Andora. Un ampio e vistoso graffito ha deturpato la facciata della chiesa dedicata ai Santi Giacomo e Filippo di Andora. Un grave atto vandalico sul muro di un edificio religioso che risale al Ducento, in frazione Castello, nelle vicinanze dell’antica costruzione medievale che domina la valle del torrente Merula. Segni a spray sono stati trovati anche sul portone d’accesso.
Per la costruzione della chiesa fu utilizzata la pietra di Capo Mele, così come l’attigua torre, ed è considerata un notevole esempio di architettura tardo romanico nel ponente ligure.
Sulla sua facciata dell’edificio religioso, che è anche teatro di importanti rassegne musicali, è apparso un enorme graffito colorato, che ha subito suscitato lo sdegno collettivo.
Sconcerto dal sindaco Franco Floris: “Mi rivolgo a quei ragazzi o responsabili che siano: non hanno pasticciato un muro, ma hanno sporcato la nostra storia. Il danno è una ferita alla tradizione, al passato, ad un simbolo di Andora, a chiunque nei secoli ha lavorato per costruire e mantenere la chiesa dei Santi Giacomo e Filippo”.

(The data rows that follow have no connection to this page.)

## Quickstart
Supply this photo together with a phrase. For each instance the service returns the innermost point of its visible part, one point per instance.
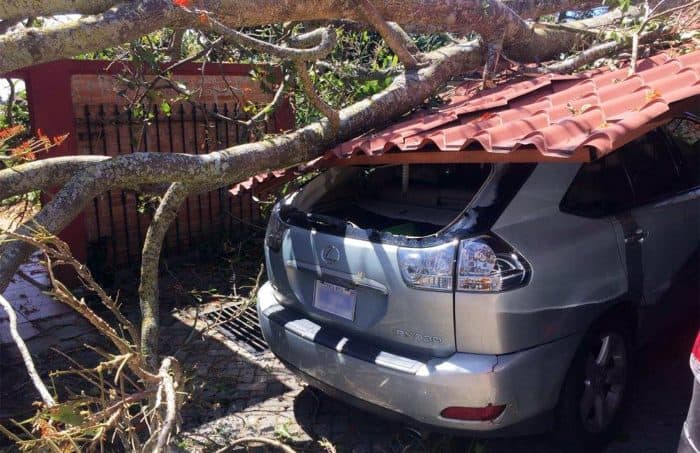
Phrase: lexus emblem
(330, 254)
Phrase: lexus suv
(484, 298)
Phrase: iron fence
(116, 222)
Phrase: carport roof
(543, 118)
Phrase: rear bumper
(418, 389)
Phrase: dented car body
(459, 296)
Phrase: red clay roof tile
(557, 115)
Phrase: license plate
(335, 299)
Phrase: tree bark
(150, 259)
(239, 162)
(131, 20)
(20, 9)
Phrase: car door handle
(638, 236)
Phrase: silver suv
(484, 298)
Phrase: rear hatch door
(313, 268)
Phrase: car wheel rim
(604, 382)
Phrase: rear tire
(595, 388)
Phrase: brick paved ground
(237, 394)
(234, 394)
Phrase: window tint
(600, 188)
(650, 166)
(685, 135)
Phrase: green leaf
(165, 108)
(67, 413)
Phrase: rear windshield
(410, 200)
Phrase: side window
(651, 168)
(600, 188)
(685, 136)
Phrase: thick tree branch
(239, 162)
(90, 33)
(324, 47)
(46, 396)
(598, 51)
(150, 260)
(131, 20)
(42, 174)
(21, 9)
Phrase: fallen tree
(481, 32)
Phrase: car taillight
(488, 264)
(428, 268)
(475, 414)
(275, 231)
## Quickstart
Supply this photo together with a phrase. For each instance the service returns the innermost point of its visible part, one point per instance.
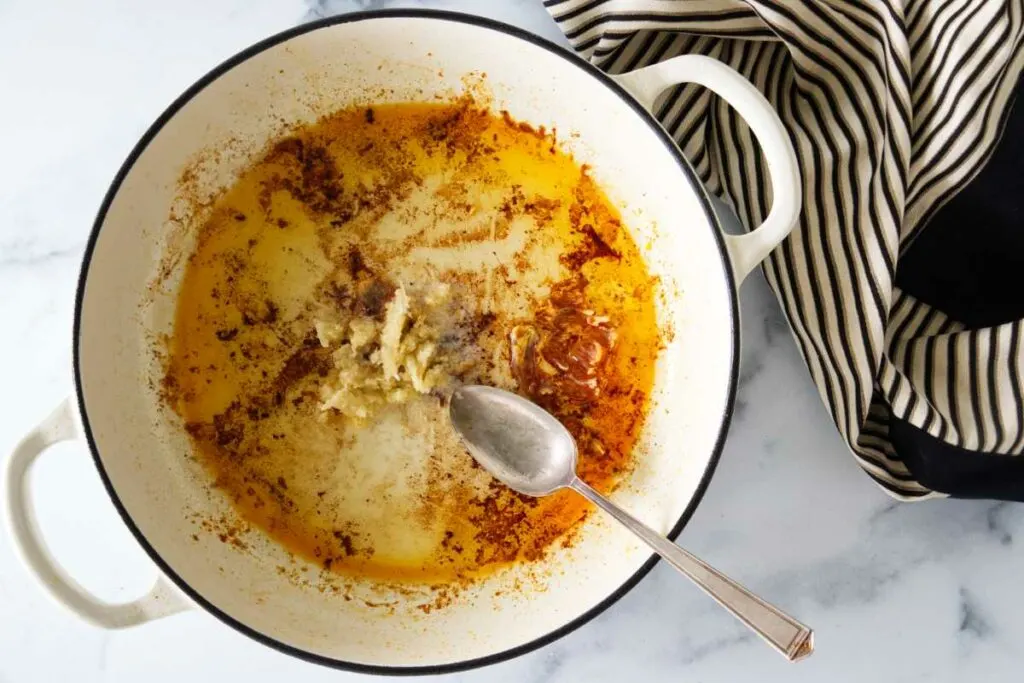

“D’estate ci accoglie tra le sue mura per le manifestazione – prosegue il primo cittadino – Faremo tutto il possibile per individuare i responsabili e per ripulirla. E’ un danno all’anima, non su semplice e purtroppo enorme graffito. Vedremo di eliminare il segno e rivolgerci a ditte specializzate per ripristinare il muro”.